While concussion campaigner Peter Jess and lawyer Greg Griffin are considering a class action on behalf of former players impacted by head trauma, Venables said his son’s case was different.

“All these other poor people – no one has been scanned, no one has had a benchmark. It’s insane that every draftee has not been scanned,” he said.

“We are fighting for insurance for Daniel because the insurance put in is inadequate.”

However, Venables did not wish to speculate on the amount of financial compensation the family could seek.

“This is about respect and integrity,” he said.

Peter said he was in discussions with AFL chief executive Gillon McLachlan and AFL legal chief Stephen Meade. Industry sources estimated the former Eagle could seek about $8 million. Daniel has been offered about $800,000 in a separate process, but the family has rejected this.

Former West Coast Eagle Daniel Venables near his home in Perth.Credit:Tony McDonough

While the AFL is sympathetic to his situation, the league says it could argue his case shows its protocols are working, in that the player has retired and cannot risk further injury by returning to the field.

The Venables family is also questioning the treatment Daniel received from influential neuroscientist Dr Paul McCrory, the former chair of the Concussion in Sport Group and a key figure in the AFL’s concussion policy and treatment.

McCrory was recently accused of plagiarising stories in the British Journal of Sports Medicine. The journal had removed one of his editorials from 2005 for alleged “unlawful and indefensible breach of copyright” of the work of Professor Steve Haake. McCrory in 2016 played down the impacts of repeated head knocks in the NFL. He has not returned repeated calls or text messages from The Age seeking comment.

McCrory is also a former Collingwood club doctor and played a major role with the AFL on its concussion policies, derived through the Concussion in Sport Group, sparking further claims from Jess that the AFL’s concussion policy should be revisited.

The Medical Board of Australia confirmed on Monday that in May 2018 McCrory “provided an enforceable undertaking” that he would not conduct neurodiagnostic procedures, nerve conduction studies, or electromyography until approved by the MBA. The Age does not suggest McCrory has breached that undertaking.

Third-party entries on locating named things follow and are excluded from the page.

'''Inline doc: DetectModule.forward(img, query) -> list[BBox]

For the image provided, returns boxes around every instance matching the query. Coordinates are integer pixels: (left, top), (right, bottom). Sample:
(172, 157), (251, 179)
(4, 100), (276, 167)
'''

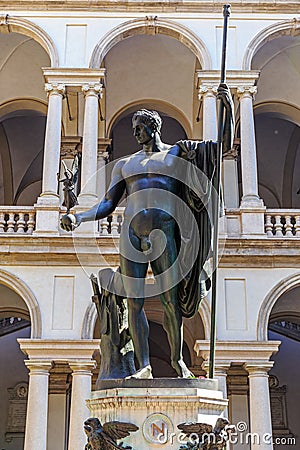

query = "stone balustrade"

Peter Venables says McCrory treated his son in the months after the collision.

“The best he could offer was rest and take some anti-depressants,” Venables said, adding his son stopped taking the medication because it made him feel worse.

“You look back now and go ‘wow’. I think the key thing about McCrory now, he has his own journey… We were sent to him as the AFL, West Coast expert. For a year and a half, Daniel was on the drugs.”

The AFL did not comment, citing doctor-patient confidentiality. But the league says McCrory has not been involved with its concussion scientific committee nor any other concussion working group since January 2021.

Peter Venables said medical technology had outgrown the AFL’s health-and-safety protocols, which include a minimum 12-day break for concussed players.

The AFL has strengthened its systems in recent years and players, through visits to clubs by the AFL’s chief medical officer Dr Michael Makdissi, are increasingly aware of the potential dangers of chronic traumatic encephalopathy should they sustain repeated head knocks.